Dublin Theatre Festival 2020: Embargo

Callan Cummins, Matthew Malone and Mary Murray in Fishambles EMBARGO. Photo by Anthony Wood

Politically Personal

It's a case of covering familiar ground for both Fishamble: The New Play Company, and playwright Deirdre Kinahan, as the politics of the past get reframed in the present in Embargo. Like their brilliant Inside the GPO, Fishamble again set out to interrogate a place and time in Irish history. That place being Connolly Station, via a significant detour to Kells and the Pump House in Dublin Port. The time being the oft forgotten arms embargo during the War of Independence, when Irish workers refused to transport British guns or soldiers.

Like sitting on a stalled train waiting for breakdown services, nothing much happens in Embargo after initially leaving the station. At which time it ventures retrospectively back upon itself to begin explaining a brutal tar and feathering and why a woman desperately needs to get to Belfast. Come the half way mark and the character driven narrative, by far the best thing about Kinahan's politically charged script, has barely moved forward, with the tracks ahead blocked by a truck load of revisionist history. Even so, it's already clear where the story's going, whose slim pickings are rationed out like grains until its powerful ending nears. Which, even if you don't quite buy it, still leaves you very much enthralled.

Callan Cummins, Matthew Malone and Mary Murray in Fishambles EMBARGO. Photo by Anthony Wood

In a vein similar to The Unmanageable Sisters, Kinahan once again addresses the past to highlight how the Irish Republic broke its promise to its women.
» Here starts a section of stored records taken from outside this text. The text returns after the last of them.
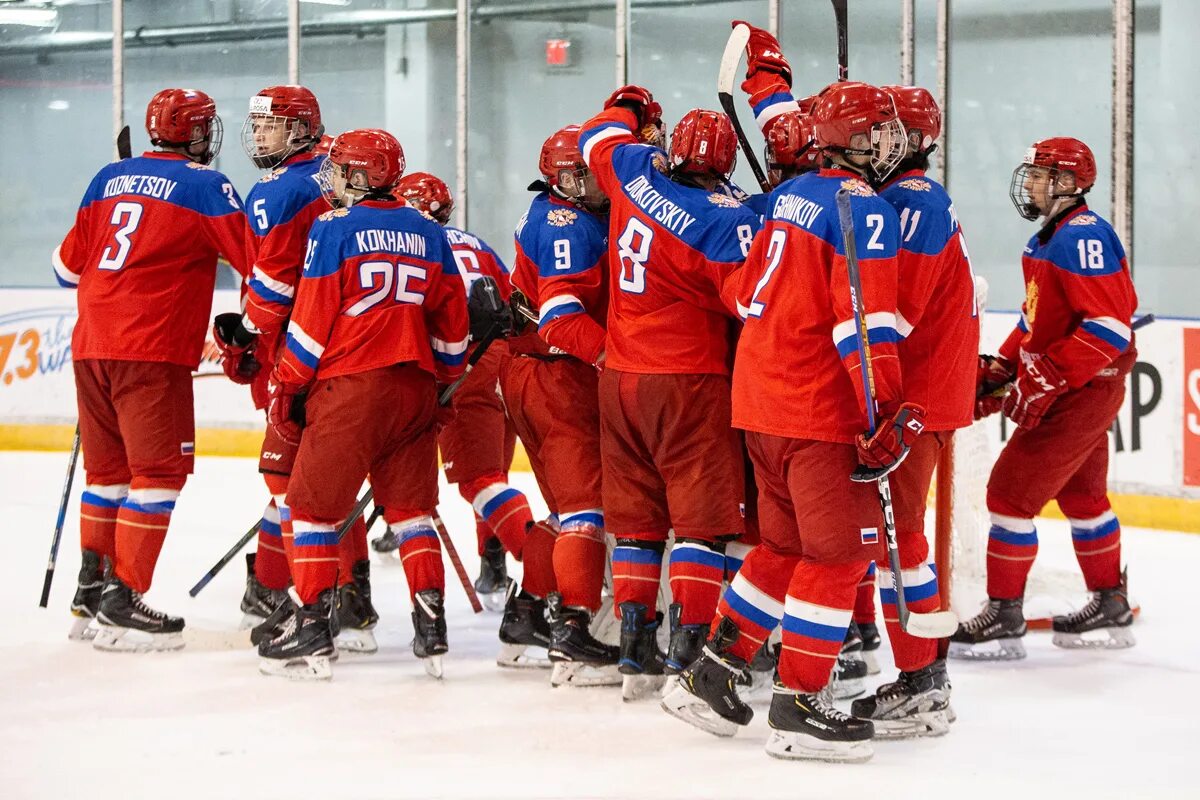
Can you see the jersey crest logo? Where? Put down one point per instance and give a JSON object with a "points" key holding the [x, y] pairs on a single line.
{"points": [[857, 187], [724, 200], [561, 217]]}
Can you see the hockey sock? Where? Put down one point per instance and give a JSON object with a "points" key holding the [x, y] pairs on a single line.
{"points": [[755, 599], [142, 524], [271, 560], [580, 555], [538, 576], [1098, 549], [420, 553], [315, 551], [97, 517], [696, 575], [636, 571], [1012, 547], [505, 509], [864, 602], [816, 614]]}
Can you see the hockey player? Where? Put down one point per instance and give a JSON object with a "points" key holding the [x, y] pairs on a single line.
{"points": [[1065, 366], [143, 256], [478, 444], [671, 459], [379, 317], [549, 384]]}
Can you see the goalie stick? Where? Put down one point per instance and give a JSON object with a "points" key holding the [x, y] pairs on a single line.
{"points": [[725, 78], [935, 625]]}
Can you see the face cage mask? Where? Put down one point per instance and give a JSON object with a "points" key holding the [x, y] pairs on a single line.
{"points": [[292, 144]]}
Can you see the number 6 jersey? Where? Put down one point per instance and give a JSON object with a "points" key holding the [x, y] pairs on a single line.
{"points": [[143, 254]]}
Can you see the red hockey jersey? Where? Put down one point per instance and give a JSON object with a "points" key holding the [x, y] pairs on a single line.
{"points": [[797, 371], [143, 253], [675, 248], [1079, 298], [379, 287]]}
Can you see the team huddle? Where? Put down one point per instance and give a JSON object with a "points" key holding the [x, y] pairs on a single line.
{"points": [[748, 391]]}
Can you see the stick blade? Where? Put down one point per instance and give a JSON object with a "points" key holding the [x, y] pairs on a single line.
{"points": [[936, 625]]}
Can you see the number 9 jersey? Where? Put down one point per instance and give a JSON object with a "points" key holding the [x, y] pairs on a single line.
{"points": [[143, 254]]}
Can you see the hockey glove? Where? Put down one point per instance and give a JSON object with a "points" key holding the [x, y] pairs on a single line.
{"points": [[237, 347], [882, 452], [285, 411], [765, 54], [1035, 390]]}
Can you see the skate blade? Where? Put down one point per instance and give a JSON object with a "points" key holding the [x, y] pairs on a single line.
{"points": [[1011, 649], [83, 629], [519, 656], [357, 641], [682, 704], [1102, 638], [790, 745], [924, 725], [111, 638], [306, 668], [640, 687], [583, 675]]}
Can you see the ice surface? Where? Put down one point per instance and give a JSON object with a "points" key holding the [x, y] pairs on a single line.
{"points": [[204, 723]]}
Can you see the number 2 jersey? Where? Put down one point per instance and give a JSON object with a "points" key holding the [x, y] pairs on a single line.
{"points": [[143, 253], [676, 247], [1079, 298], [379, 287]]}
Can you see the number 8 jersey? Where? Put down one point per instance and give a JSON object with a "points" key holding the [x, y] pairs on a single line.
{"points": [[143, 254]]}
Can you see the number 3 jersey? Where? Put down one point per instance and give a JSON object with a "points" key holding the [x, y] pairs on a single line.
{"points": [[379, 287], [143, 253], [672, 250], [1079, 298]]}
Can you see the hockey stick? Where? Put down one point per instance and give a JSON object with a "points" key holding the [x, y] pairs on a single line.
{"points": [[725, 78], [58, 525], [453, 553], [935, 625], [840, 17]]}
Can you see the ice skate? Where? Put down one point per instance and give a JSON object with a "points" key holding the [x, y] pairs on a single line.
{"points": [[687, 642], [641, 662], [430, 630], [1002, 623], [129, 625], [258, 601], [576, 657], [523, 626], [1103, 623], [305, 648], [493, 575], [355, 615], [916, 704], [85, 603], [705, 695], [808, 727]]}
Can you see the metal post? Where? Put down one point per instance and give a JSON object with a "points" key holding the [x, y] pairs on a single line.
{"points": [[293, 41], [118, 71], [1122, 121], [943, 89], [462, 64], [907, 42]]}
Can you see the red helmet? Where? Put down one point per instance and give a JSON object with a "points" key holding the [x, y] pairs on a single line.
{"points": [[273, 130], [703, 143], [184, 118], [919, 114], [859, 119], [427, 193], [790, 148], [371, 162]]}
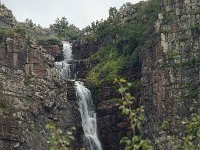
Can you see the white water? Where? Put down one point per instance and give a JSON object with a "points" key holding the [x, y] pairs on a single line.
{"points": [[88, 116]]}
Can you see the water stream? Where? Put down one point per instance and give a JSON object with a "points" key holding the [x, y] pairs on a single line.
{"points": [[83, 95]]}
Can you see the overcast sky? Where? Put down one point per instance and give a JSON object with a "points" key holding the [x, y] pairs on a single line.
{"points": [[78, 12]]}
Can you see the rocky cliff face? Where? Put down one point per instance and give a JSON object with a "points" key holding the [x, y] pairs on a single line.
{"points": [[170, 73], [32, 94], [169, 76], [6, 17]]}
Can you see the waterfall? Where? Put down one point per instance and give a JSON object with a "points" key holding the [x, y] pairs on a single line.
{"points": [[83, 95], [88, 116]]}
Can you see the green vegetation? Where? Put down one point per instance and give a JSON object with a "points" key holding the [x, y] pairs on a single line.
{"points": [[64, 30], [123, 40], [135, 116], [57, 140]]}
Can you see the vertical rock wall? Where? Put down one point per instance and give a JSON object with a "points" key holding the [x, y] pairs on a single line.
{"points": [[171, 74]]}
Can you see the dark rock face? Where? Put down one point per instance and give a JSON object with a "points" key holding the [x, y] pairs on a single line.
{"points": [[170, 80], [32, 94], [53, 47]]}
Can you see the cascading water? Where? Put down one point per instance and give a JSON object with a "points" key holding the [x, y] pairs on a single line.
{"points": [[88, 116], [85, 103]]}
Showing a Joycean leaning towards the epic in the everyday, Embargo's occassionally pompous tone strains under its Greek references. Structurally, echoes of a Greek chorus are peppered about, with the cast adding forced emphasis to words and lines in places. Throughout, Kinahan's overwrought language self-consciously strives for seriousness, heavily invested with trade union and nationalist rhetoric. Supported by a droning score by Denis Clohessy, which also seems to be seeking gravitas.
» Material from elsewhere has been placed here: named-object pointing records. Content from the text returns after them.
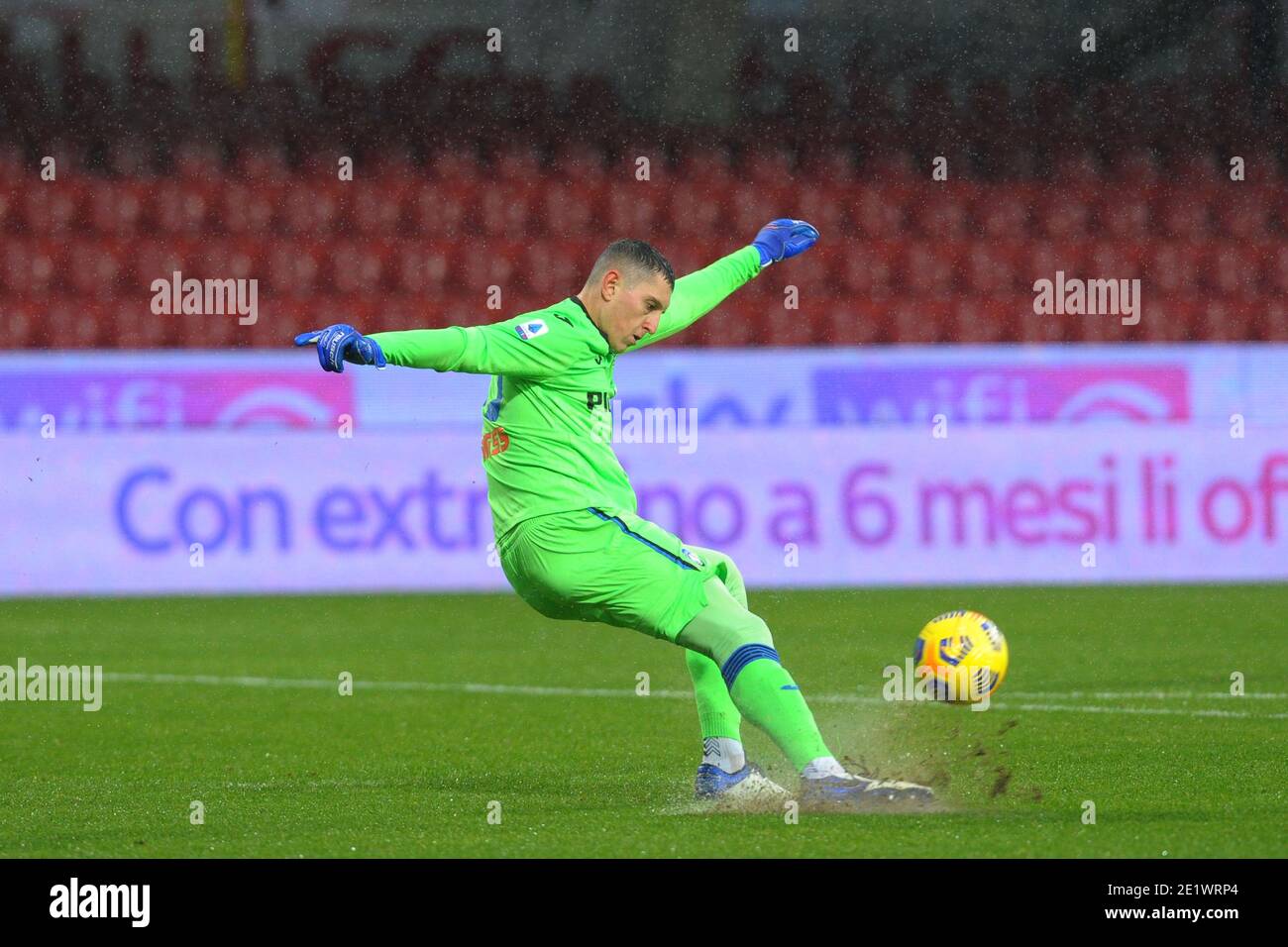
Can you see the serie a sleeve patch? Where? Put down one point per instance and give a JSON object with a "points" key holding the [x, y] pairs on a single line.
{"points": [[532, 329]]}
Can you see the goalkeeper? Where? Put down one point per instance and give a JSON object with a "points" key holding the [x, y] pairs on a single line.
{"points": [[565, 515]]}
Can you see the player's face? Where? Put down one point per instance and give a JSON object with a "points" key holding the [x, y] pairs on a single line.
{"points": [[635, 309]]}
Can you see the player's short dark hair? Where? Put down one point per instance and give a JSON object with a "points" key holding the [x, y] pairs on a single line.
{"points": [[634, 258]]}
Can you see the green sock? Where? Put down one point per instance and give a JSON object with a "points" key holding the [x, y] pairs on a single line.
{"points": [[768, 696], [716, 711], [760, 688]]}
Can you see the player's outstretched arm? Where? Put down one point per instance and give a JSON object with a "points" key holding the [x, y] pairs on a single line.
{"points": [[494, 350], [699, 292]]}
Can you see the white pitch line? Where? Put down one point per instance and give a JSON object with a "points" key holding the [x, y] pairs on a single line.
{"points": [[533, 690]]}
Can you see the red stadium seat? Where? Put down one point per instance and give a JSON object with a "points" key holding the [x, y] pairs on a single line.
{"points": [[180, 206], [921, 321], [506, 209], [360, 265], [72, 324], [115, 208], [697, 209], [854, 321], [1173, 266], [1046, 258], [376, 206], [877, 211], [438, 209], [31, 265], [1274, 320], [1164, 318], [993, 266], [1061, 214], [21, 320], [557, 268], [1275, 258], [874, 268], [1033, 328], [295, 266], [982, 320], [1232, 268], [1125, 214], [789, 326], [827, 208], [930, 266], [136, 326], [1231, 320], [1113, 260], [1004, 211], [248, 208], [494, 264], [944, 211], [93, 266], [571, 210], [1244, 211], [635, 206], [308, 209], [424, 266], [52, 208], [1183, 214]]}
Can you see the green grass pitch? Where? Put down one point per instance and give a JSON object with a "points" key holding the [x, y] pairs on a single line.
{"points": [[1117, 696]]}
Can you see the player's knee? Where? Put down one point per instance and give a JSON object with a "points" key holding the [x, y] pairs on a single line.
{"points": [[758, 631], [726, 571]]}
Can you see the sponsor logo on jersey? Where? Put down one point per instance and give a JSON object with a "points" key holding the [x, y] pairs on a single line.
{"points": [[494, 441], [692, 557], [531, 330]]}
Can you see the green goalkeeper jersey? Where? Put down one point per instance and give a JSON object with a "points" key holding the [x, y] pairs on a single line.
{"points": [[548, 418]]}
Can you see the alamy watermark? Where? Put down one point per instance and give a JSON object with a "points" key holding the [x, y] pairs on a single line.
{"points": [[179, 296], [1073, 296], [616, 424], [73, 684]]}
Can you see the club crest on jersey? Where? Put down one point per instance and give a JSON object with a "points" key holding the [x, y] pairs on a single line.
{"points": [[531, 330], [692, 557]]}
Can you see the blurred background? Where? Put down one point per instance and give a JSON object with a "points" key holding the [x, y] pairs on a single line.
{"points": [[513, 167], [498, 145]]}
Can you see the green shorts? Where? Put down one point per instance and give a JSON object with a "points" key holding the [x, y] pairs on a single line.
{"points": [[608, 566]]}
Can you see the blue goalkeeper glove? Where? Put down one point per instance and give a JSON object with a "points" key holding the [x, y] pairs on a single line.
{"points": [[782, 239], [339, 344]]}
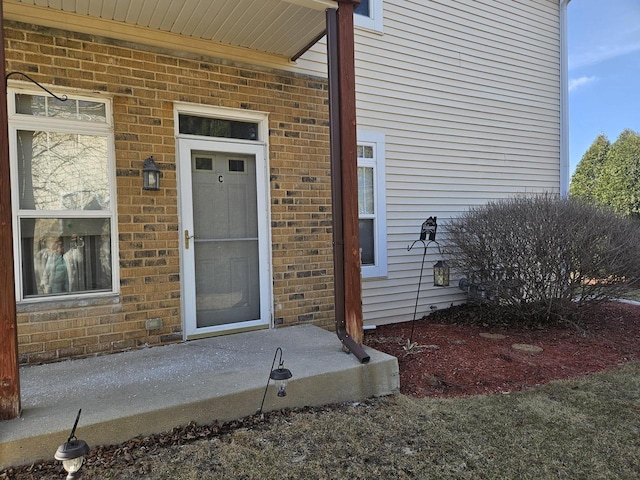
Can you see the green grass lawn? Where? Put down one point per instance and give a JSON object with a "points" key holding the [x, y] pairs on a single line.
{"points": [[587, 428]]}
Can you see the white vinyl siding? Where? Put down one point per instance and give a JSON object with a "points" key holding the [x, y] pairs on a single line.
{"points": [[467, 93]]}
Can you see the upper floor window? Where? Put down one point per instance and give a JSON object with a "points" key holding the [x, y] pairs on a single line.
{"points": [[372, 204], [369, 15], [62, 195]]}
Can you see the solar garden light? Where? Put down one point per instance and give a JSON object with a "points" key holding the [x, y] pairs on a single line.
{"points": [[280, 375], [72, 452]]}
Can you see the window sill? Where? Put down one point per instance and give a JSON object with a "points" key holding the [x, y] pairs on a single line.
{"points": [[41, 304]]}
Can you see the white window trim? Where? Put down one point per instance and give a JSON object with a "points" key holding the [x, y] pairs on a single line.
{"points": [[374, 20], [377, 140], [19, 121]]}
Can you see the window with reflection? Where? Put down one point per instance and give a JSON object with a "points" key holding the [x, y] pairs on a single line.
{"points": [[372, 204], [64, 214]]}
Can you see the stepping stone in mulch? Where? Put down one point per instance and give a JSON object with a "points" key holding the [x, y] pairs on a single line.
{"points": [[492, 336], [523, 347]]}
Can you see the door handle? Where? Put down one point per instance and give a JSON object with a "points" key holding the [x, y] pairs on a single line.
{"points": [[187, 237]]}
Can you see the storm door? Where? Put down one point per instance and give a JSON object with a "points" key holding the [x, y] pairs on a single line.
{"points": [[224, 238]]}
Director Maisie Lee struggles valiantly to bridge the distance between script and screen, culminating in a clever final image helped by Zia Bergin-Holly's intriguing set and impressive light design. Yet performances are disparate throughout, with the whole struggling to stay on its feet. Like a graduate from the Ron Burgundy school of journalism, the sensitive Gracie sees Matthew Malone monologuing meaningfully to camera when not executing dialogue, his dialogue proving far more effective. Meanwhile, Mary Murray's prop-less Jane is cranked up to such a degree she seems to have strayed in from another play. Even so, Murray is value for money, knowing how to work a camera and an audience. Callan Cummin's laconic Jack convinces as a wannabe Jim Larkin type, rehashing trade union and nationalist rhetoric of the 1920s, but with none of the great orator's power, and very little of his compassion.
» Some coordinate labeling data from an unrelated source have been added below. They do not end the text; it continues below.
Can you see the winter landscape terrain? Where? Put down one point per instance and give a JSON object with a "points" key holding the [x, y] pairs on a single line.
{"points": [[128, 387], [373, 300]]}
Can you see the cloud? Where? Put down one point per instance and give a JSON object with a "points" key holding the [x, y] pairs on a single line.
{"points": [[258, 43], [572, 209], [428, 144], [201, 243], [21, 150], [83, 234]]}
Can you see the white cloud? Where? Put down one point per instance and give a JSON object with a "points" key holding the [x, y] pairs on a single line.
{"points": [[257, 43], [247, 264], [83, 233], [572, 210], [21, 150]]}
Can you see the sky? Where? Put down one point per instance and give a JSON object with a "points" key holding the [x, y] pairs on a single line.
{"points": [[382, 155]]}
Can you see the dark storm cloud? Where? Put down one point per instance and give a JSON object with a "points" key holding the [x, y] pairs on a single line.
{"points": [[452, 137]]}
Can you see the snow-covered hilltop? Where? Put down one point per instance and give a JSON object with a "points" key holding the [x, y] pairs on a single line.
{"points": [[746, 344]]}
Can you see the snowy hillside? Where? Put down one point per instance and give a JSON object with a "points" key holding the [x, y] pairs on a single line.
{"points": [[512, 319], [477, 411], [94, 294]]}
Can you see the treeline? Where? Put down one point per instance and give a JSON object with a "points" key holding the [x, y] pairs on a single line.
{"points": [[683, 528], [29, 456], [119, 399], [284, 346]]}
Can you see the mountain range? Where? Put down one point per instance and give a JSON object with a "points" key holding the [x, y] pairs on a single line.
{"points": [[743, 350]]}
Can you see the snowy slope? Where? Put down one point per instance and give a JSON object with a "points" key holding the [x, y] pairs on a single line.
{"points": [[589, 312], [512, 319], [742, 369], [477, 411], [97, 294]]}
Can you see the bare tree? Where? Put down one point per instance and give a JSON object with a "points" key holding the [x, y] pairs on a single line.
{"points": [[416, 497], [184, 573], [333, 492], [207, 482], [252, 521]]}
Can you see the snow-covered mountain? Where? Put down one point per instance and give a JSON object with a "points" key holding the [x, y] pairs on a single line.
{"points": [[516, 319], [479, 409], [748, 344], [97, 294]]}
Callan Cummins and Matthew Malone in Fishambles EMBARGO. Photo by Anthony Wood

Advocating the personal over the political, Embargo's personalities serve as political mouthpieces in this strong, if slow trundling story. Feeling like Strumpet City:The Sequel, and offering up tidbits of revisionist history, you could be forgiven for thinking rage might have been a more suitable title seeing how often it gets talked about. Throughout, there is a genuine attempt to transfer a theatrical work online in as innovative a manner as possible. Ensuring that if Embargo highlights the hurt inflicted on women during the War of Independence, and on many of the Republic's more sensitive souls, it also highlights the strains impinging on the artifice that is theatre online.

Embargo by Deirdre Kinahan, produced by Fishamble:The New Play Company, was commissioned by Dublin Port Company and Iarnród Éireann as part of Dublin Theatre Festival. Originally live streamed from Connolly Station and the Pump House, Dublin Port, Embargo is available online until October 25.